TriMet has sued Clackamas County and the North Clackamas Park and Recreation District (run by the county commissioners), alleging that the county and the district are breaking a promise to convey two parcels of land to TriMet for the Milwaukie light rail.
Whether or not TriMet is correctly suing the county, it's suing the district for a promise that the district didn't make. Here's what TriMet says in paragraph 42 of its complaint:
TriMet has requested that the District enter into an agreement to convey the Trolley Trail Property to TriMet for the [light rail] Project, consistently with the District's duties under the IGA [the Inter-Governmental Agreement among TriMet, the County, and the District] and Trolley Trail IGA [an agreement between TriMet and the district]. In exchange for the transfer, TriMet has offered to convey to the District an adjacent property, to construct a trail on that property at no cost to the District, and to provide the District with additional compensation. To date, the District has refused to enter into such an agreement.
In other words, TriMet is telling the court that the two inter-governmental agreements require the district to sell TriMet the Trolley Trail Property (a portion of the Trolley Trail that the park district owns and has been using for a bike and pedestrian trail).
TriMet and its lawyers are putting words in the district's mouth. The district didn't make that promise.
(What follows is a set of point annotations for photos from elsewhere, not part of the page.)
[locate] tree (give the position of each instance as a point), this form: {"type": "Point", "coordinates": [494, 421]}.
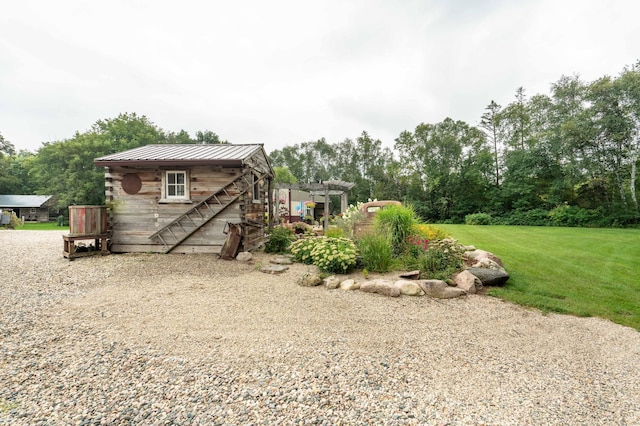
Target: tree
{"type": "Point", "coordinates": [6, 147]}
{"type": "Point", "coordinates": [441, 160]}
{"type": "Point", "coordinates": [490, 123]}
{"type": "Point", "coordinates": [65, 168]}
{"type": "Point", "coordinates": [208, 137]}
{"type": "Point", "coordinates": [283, 175]}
Here's what the district actually promised in the inter-governmental agreement:
Section 1.5(b): "The Parties acknowledge and agree that all roadways, sidewalks, streets, and trails owned by or under the control of the County or District that are improved as part of the Project shall remain under control of the County or District with any ownership rights it has prior to construction of the Project, provided that the portion of the roadway on which trackwork is placed shall be subject to FTA's [the Federal Transportation Administration's] continuing control requirements and shall be operatied and maintained in perpetuity by TriMet as part of TriMet's system."
In other words, the park district's property remains the park district's property.
Section 6.1: "By execution of this Agreement, the Parties agree to negotiate in good faith the terms and conditions of all other agreements that may be reasonably required or desired to design, construct, and maintain the Project, which may include * * * right-of-way acquisition and permitting."
In other words, the county and the park district will negotiate in good faith other agreements that may be reasonably required to build the light rail line. That's as close as the district comes to promising to give TriMet any property.
What you won't find in the inter-governmental agreement is any promise by the district to sell or give TriMet the Trolley Trail Property.
You also won't find that promise in the other inter-governmental agreement, the one made by TriMet and the park district in April 2012. All you will find is the district agreeing to allow TriMet access onto the property to build the light rail line, and obligating TriMet to build the Trolley Trail on the property from Park Avenue to River Road. The district wouldn't need to give TriMet permission to build the trail if TriMet were to be the owner of the property.
In short, TriMet's suing the Park District to enforce a promise that the district didn't make. Let's hope that the district's lawyers read the contracts more carefully than TriMet did.